First I stopped by Fella’s in West Tisbury. I’m familiar with Fella’s cuisine, but this was my first time at the takeout shop. I took co-owner Jane Cecilio’s advice and ordered the Southwest Chicken Panini. She insisted I try the Roasted Turkey sandwich as well, and with little convincing, I gave in. The Southwest Panini was stacked with juicy chicken breast baked to perfection, with a crispy, spicy rub on the outside, served on focaccia with tomato, provolone, chipotle mayo, and the optional addition of bacon and avocado. The mayo had a distinct and delicious flavor that not only held the sandwich together, but could also be easily eaten by the spoonful. Jane said the mayo is a homemade Fella’s creation that goes well with everything. I couldn’t disagree. After a few bites of the Roasted Turkey Sandwich, I could see why it’s their top seller.
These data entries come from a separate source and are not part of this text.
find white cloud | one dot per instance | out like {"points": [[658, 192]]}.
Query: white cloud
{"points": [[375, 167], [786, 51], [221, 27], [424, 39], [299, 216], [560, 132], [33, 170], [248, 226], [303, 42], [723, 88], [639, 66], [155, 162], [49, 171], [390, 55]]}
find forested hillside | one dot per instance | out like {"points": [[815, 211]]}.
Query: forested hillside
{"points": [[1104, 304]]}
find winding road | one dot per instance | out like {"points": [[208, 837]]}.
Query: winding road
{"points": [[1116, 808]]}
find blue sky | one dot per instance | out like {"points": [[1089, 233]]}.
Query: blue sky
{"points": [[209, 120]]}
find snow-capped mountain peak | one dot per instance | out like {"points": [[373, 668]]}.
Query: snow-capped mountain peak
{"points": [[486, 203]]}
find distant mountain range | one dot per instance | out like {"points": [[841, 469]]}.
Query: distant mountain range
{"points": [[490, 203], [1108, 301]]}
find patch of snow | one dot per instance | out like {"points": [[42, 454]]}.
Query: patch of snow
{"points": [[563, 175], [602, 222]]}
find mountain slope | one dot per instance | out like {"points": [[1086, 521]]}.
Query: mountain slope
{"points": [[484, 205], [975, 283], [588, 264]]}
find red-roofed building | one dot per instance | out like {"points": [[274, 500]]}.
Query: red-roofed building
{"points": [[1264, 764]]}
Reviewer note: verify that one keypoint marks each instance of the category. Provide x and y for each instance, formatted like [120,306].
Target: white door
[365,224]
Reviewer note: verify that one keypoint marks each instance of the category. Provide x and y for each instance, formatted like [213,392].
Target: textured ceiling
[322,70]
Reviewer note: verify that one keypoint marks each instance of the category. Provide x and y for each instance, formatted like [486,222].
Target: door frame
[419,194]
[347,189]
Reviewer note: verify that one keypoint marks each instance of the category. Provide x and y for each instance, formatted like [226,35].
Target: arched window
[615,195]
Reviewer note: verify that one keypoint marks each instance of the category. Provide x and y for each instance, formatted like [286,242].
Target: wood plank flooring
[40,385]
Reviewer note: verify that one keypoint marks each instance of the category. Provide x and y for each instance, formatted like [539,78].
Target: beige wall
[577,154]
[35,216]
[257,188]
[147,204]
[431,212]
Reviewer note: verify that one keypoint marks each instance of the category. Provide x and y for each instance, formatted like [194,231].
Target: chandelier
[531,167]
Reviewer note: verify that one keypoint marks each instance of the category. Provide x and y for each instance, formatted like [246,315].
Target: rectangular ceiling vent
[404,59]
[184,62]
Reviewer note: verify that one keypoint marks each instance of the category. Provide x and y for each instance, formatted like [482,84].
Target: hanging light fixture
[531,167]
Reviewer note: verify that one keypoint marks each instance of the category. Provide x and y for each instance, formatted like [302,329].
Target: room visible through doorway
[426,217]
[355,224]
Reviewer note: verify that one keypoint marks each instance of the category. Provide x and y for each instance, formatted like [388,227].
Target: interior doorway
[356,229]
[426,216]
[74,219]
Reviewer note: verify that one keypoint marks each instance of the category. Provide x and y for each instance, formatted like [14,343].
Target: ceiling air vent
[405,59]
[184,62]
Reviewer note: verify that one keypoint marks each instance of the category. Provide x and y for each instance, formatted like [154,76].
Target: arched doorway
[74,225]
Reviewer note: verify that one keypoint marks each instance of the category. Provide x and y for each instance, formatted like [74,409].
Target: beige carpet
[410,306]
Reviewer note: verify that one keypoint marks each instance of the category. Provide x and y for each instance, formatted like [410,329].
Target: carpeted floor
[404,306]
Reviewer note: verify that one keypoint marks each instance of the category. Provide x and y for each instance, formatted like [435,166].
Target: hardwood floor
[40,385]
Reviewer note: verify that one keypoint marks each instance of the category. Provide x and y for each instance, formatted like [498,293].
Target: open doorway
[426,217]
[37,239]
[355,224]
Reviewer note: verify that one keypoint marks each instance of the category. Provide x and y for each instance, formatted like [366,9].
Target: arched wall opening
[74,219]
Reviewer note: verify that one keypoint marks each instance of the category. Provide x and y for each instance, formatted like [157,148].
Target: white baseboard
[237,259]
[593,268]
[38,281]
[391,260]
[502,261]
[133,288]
With pepperJack cheese, applewood smoked bacon, red onion, and the most enjoyable deli turkey I have ever had in my life, this flavor combination can’t be beat — simple and savory with a kick. These aren’t your run-of-the-mill sandwiches, and none of them exceeded $10.50. I will definitely be back for more sandwiches, and in hopes of purchasing all the chipotle mayo they have in house.
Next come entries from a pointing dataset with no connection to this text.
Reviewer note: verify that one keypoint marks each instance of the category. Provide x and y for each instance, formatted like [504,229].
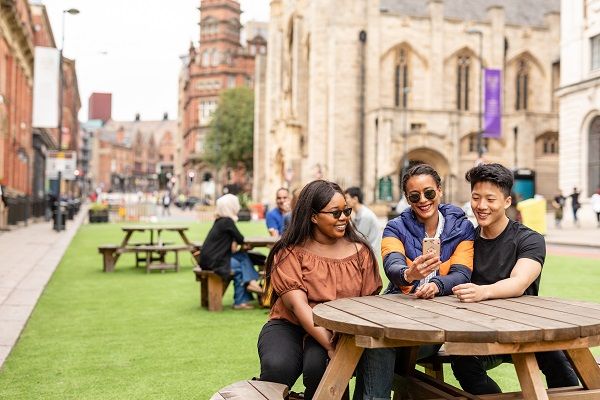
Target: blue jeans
[471,371]
[243,273]
[375,371]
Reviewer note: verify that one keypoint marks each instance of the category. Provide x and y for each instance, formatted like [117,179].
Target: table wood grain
[518,326]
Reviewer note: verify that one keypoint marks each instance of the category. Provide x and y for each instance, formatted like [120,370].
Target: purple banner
[492,111]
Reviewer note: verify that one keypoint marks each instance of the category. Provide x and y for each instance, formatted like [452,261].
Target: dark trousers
[470,371]
[286,351]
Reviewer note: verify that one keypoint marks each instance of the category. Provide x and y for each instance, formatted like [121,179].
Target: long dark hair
[312,199]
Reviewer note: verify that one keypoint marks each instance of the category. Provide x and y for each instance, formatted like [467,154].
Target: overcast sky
[132,49]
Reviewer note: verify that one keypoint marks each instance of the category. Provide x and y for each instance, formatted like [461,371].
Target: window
[595,52]
[462,82]
[550,145]
[401,87]
[522,86]
[485,142]
[215,59]
[207,108]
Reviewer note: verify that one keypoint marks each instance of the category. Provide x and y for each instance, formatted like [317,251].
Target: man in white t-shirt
[595,202]
[363,218]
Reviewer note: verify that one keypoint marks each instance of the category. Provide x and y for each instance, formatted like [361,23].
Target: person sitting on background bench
[321,257]
[275,218]
[507,263]
[222,253]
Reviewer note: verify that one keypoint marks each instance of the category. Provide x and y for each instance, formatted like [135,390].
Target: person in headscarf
[223,252]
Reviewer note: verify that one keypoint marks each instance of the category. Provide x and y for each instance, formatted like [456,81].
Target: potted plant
[98,212]
[244,214]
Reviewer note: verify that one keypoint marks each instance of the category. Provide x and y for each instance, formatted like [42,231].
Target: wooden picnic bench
[152,253]
[212,287]
[252,390]
[519,327]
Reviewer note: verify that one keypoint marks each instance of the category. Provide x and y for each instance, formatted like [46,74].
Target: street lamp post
[480,132]
[58,222]
[406,163]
Next on my list was Vineyard Haven’s Island Fresh. Having ordered their Portuguesa pizza once or twice (or 10 times), I am familiar with their pizza menu, but not their sandwiches. I was greeted by owner Paulo Miranda, who to my surprise was in the middle of kneading an impressive amount of bread dough. He told me that all of his sandwiches are served on homemade bread, a rare treat for a local sandwich lover. I studied the menu and decided on the Veggie Panini. With roasted red peppers, eggplant, onions, and sautéed spinach and Cheddar, it wouldn’t matter to me if this sandwich was served on Wonder Bread. It was simple, fresh, and bursting with flavor. Typically, I like a good veggie sandwich with some hot mustard, but this lunch tasted perfect exactly how it was served. The eggplant was sliced thin and remained crispy despite being under layers of spinach. The bite of the onion paired well with the sharp Cheddar cheese and mildly sweet red peppers. All the flavors and juices were soaked up effectively by the soft and fluffy inside of the homemade bread, and kept together by its crispy outside. This sandwich was proof that with a few high-quality and homemade ingredients, simplicity is a culinary key.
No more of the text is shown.